SACRED CAUSES: RELIGION AND POLITICS FROM THE EUROPEAN DICTATORS TO AL QAEDA by Michael Burleigh HarperPress, £25, pp. 557, ISBN 0007195745 ✆ £20 (plus £2.45 p&p) 0870 429 6655 This is an even better book than the author’s erudite, dense and sprawling triumph of last year, Earthly Powers. With Sacred Causes, we are now in the present day, near enough — and that terrible, human, susceptibility to secular or religious ideologies possessed of unbending certitude, which in a way is Burleigh’s theme, should tweak the interest of all those who worry a little about the rigorous proclivities of Islam; just as it should interest those who are dubious of the fashionable thesis that, were we to smite God fatally once and for all, our troubles would be over. For despite the commendable industry of Osama bin Laden and his followers, Al Qaeda lags woefully behind those rational atheists Stalin and Hitler in the premiership league table of murder and genocide and, particularly in the murder of Jews, of course, which must gall Al Qaeda no end.

So, Sacred Causes is, by its subject matter, a more accessible work. But it also benefits from a continual drip feed of very dry and very black humour; few of our conservative historians are minded to provoke belly-laughs in their readership, but here one at least chuckles, uncomfortably, on almost every page.

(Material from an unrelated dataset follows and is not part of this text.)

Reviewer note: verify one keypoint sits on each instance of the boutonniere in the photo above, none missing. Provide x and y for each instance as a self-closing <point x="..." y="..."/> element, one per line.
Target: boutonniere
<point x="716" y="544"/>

There is still Burleigh’s great gift, the mark of the very best of historians, to wring meaning and significance from those most arcane footnotes of history, stuff which others might designate mere ephemera. He is terrific, and very funny, on the profusion of proto-hippy, new age gurus and charlatans which emerged, barking at the moon, from the philosophical and economic chaos of post-Versailles Germany. I had not known about Ludwig Christian Haeusser, with his addiction to ‘cunnilingus and sado-masochism’, his occasional delight in vomiting over his adoring audiences and his maniacal howling: ‘Bloodhound! Blood-storm! Bloodblood-blood-blood shall flow. Blood must flow!’ Burleigh calls him Hitler’s holy fool and I was absolutely delighted to make his acquaintance and be reminded that Hitler was not, simply, a terrible anomaly.

He is better still on the emergence of the Soviet Union and cites Bertrand Russell’s early disillusion with Bolshevism, from a visit to Russia in 1920: ‘I felt that everything I valued in human life was being destroyed in the interests of a glib and narrow philosophy.’ Later, Burleigh examines the desperate attempts of that overrated Soviet poet and propagandist Alexander Blok to somehow imbue that same glib and narrow philosophy with religious significance, in typically leaden verse, unworthy of the description ‘Symbolist’: ‘For a time Blok made a pittance from reciting his poems to large audiences before cold and hunger killed him when he had no more books to sell and no more furniture to chop up for firewood.’ And yet the stupidity, incompetence and viciousness of Soviet communism did not deter Western liberal intellectuals from being seduced, or halfseduced, by it for the next 70 miserable and confusing years.

When the collapse of the socialist bloc came it was partly — with exquisite irony — through the weight of communism’s own internal contradictions; but also, as Burleigh perhaps too strongly emphasises, through the longevity and eventual resurgence of Christian belief — a competing ideology which was both more compelling and more tolerant than that to be laid at the respective doors of Karl Marx and Lenin. The first government of the newly liberated GDR contained four Protestant pastors; there were 14 in the newly elected parliament.

And now, as Burleigh concludes, we are faced with a similarly implacable and violent totalitarian philosophy and an identical passivity or tacit connivance on the part of liberal intellectuals. ‘Islamic terrorist atrocities are a fact,’ Burleigh writes, ‘and not a figment infiltrated into our anxious imaginations by our rulers, a familiar trope of the superficially clever who regarded the Cold War in similarly domestic, instrumental terms. [Theo] Van Gogh [the Dutch film-maker executed by a Muslim fanatic] was cut to pieces not by a phantom, but by a real man, who is currently sitting in a Dutch prison.’ Burleigh continues, ‘Our murderers are inspired by hatreds of the Occident that owe as much to the history of Western self-repudiation as to resentment or puritanical and politically radicalised versions of Islam.’ History is rarely rendered in such thrilling breadth, with such wit or with such terrible topicality.